Monday 20 April 2015

Getting a formal diagnosis

Getting a diagnosis of dementia is not as easy as it looks these days, nor is it as simple as Prime Minister David Cameron thinks it should be

This is because there are so many variations that it is difficult, to understand, let alone detect.

Many these days simply get the new diagnosis of Mild Cognitive Impairment, something which many consultants use as a cop out, because it still covers the same problems that we see in many dementia's these days.

After speaking  to our family doctor the other day, I was amazed at how he described how some professionals willingly label someone as having  type A or B dementia, when they in fact have no real idea, and won't until we pop our clogs.

Some consultants are now changing patients diagnosis from dementia, to Mild Cognitive , simply because the person has not deteriorated fast enough. However this has to be difficult if the person lost their job etc, through having been diagnosed as having any form of dementia.

Yet as my family doctor said, if we were all the same, how is it that some people have been diagnosed as having a type of dementia for up to 15-20 years and are still going. Many of these people have scans to prove that their brain has shrunk etc.

It's because they simply got diagnosed earlier and did not sit back. But moved on and had an active life.

This is rather confusing and In some cases distressing,  because how many others are in the same boat, not knowing anymore about what they have been diagnosed with, especially if you lost things like your job, because you were unable or unsafe to do it. 

This also causes the person to lose confidence, and perhaps become depressed, all caused by possible ,mis diagnosis or clinicians who are too eager to give a name to an illness in the first place. 

This also causes people to lose confidence in the National Health Service, which is very understandable.

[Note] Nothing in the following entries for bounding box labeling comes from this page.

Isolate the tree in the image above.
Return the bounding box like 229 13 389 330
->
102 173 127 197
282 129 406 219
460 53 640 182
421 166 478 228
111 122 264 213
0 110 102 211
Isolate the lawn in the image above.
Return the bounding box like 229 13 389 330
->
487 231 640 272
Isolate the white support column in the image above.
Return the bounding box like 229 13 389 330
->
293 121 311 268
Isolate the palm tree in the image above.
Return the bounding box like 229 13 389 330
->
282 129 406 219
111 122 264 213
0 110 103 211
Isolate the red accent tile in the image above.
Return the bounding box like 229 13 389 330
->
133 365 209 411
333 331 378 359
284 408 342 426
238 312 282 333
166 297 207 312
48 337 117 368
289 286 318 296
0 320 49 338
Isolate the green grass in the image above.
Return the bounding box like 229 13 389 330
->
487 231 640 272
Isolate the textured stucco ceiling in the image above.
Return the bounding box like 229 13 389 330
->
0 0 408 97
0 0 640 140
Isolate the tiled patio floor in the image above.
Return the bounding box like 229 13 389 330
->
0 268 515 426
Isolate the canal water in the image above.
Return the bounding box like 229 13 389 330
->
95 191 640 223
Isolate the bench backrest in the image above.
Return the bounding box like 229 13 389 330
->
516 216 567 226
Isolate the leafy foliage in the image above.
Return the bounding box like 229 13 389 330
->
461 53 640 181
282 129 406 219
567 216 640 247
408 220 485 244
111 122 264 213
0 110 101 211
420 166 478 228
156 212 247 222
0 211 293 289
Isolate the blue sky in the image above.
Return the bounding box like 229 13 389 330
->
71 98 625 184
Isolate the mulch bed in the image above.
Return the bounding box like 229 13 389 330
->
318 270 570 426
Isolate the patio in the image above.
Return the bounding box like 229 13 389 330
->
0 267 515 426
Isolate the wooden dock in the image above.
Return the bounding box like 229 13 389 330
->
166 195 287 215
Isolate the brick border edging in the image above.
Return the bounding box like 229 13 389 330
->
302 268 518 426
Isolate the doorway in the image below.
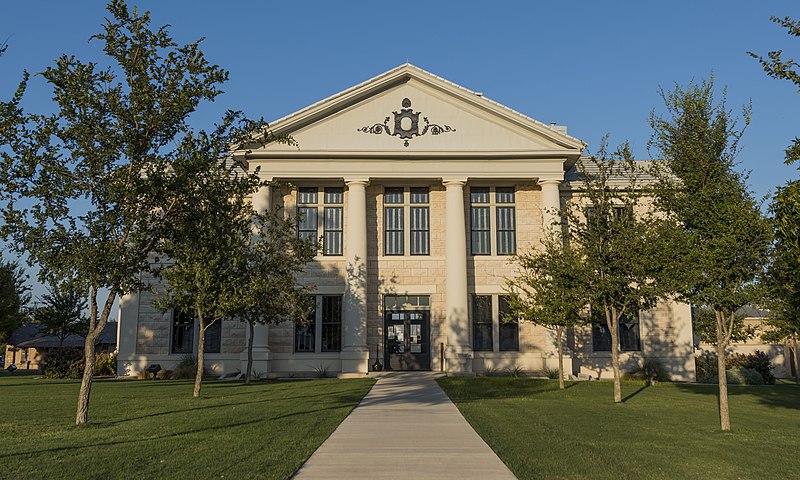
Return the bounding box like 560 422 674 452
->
383 310 431 370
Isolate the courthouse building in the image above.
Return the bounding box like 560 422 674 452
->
118 64 694 380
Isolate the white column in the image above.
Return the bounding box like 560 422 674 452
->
239 182 272 374
539 179 572 370
340 178 369 374
442 178 472 373
115 292 139 375
539 179 561 234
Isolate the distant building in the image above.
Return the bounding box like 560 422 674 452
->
3 322 117 370
118 64 694 380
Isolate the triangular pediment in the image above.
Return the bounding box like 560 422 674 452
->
247 64 583 158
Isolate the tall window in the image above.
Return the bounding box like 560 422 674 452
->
294 303 317 352
497 295 519 352
203 320 222 353
472 295 492 352
495 187 517 255
297 187 344 256
322 187 344 255
383 187 405 255
297 187 318 244
170 310 194 353
469 187 492 255
294 295 342 352
322 295 342 352
592 315 642 352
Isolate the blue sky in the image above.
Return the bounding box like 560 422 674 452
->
0 0 800 298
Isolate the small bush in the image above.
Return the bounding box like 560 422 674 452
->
41 348 84 378
622 358 672 382
169 355 197 380
544 367 559 380
94 352 117 375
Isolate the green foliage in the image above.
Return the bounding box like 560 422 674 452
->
41 348 86 378
94 352 117 375
747 17 800 164
0 259 31 344
544 367 561 380
33 284 89 345
169 355 197 380
624 357 672 382
694 308 756 345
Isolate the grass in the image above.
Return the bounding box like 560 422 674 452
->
0 376 374 479
439 377 800 479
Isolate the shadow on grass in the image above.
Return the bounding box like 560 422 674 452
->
676 383 800 410
0 400 348 458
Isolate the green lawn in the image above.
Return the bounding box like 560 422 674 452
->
439 377 800 479
0 376 374 479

As my doctor said there is defiantly something wrong because my brain has shrunk, and because I lost my job as a College Engineer, and cannot remember how to do electrical work, estimates and budgets anymore.

To me this helps me to understand why our National Health Services are in such a mess these days. 

I heard that many people are going through a similar process, of being diagnosed a few years ago, and then having their diagnosis changed by the specialist, so something must be going on within the National Health Service in. The UK

I also understand now that some hospitals do not want you on their books, if you have been diagnosed over ten years.

Which is why you are re- diagnosed with Mild Cognitive Impairment, because you have not deteriorated fast enough, but I guess that's life, although it feels as if we may have been living a very bad dream which no one can answer. 

It's a bit like being diagnosed as having cancer, only to have someone come back years later to say, that you never had it in the first place. 

No one should be labeled as having an illness unless there is proof. 

This illness is difficult to diagnose as there are over 120 variations of dementia, so no matter what happens, they reckon that no two people with any form of dementia can have the same symptoms or problems, we are all individuals

This also leaves me wondering whether some of these so called wrongly diagnosed people, will go on on and sue the doctors who diagnosed them in the first place, it's becoming such a mine field.

So much for the Prime Minister saying that diagnosis of dementia should be done in 6 weeks, I do wonder if he us simply using dementia as a way of deflecting people from the problems he has caused within the National Health Service.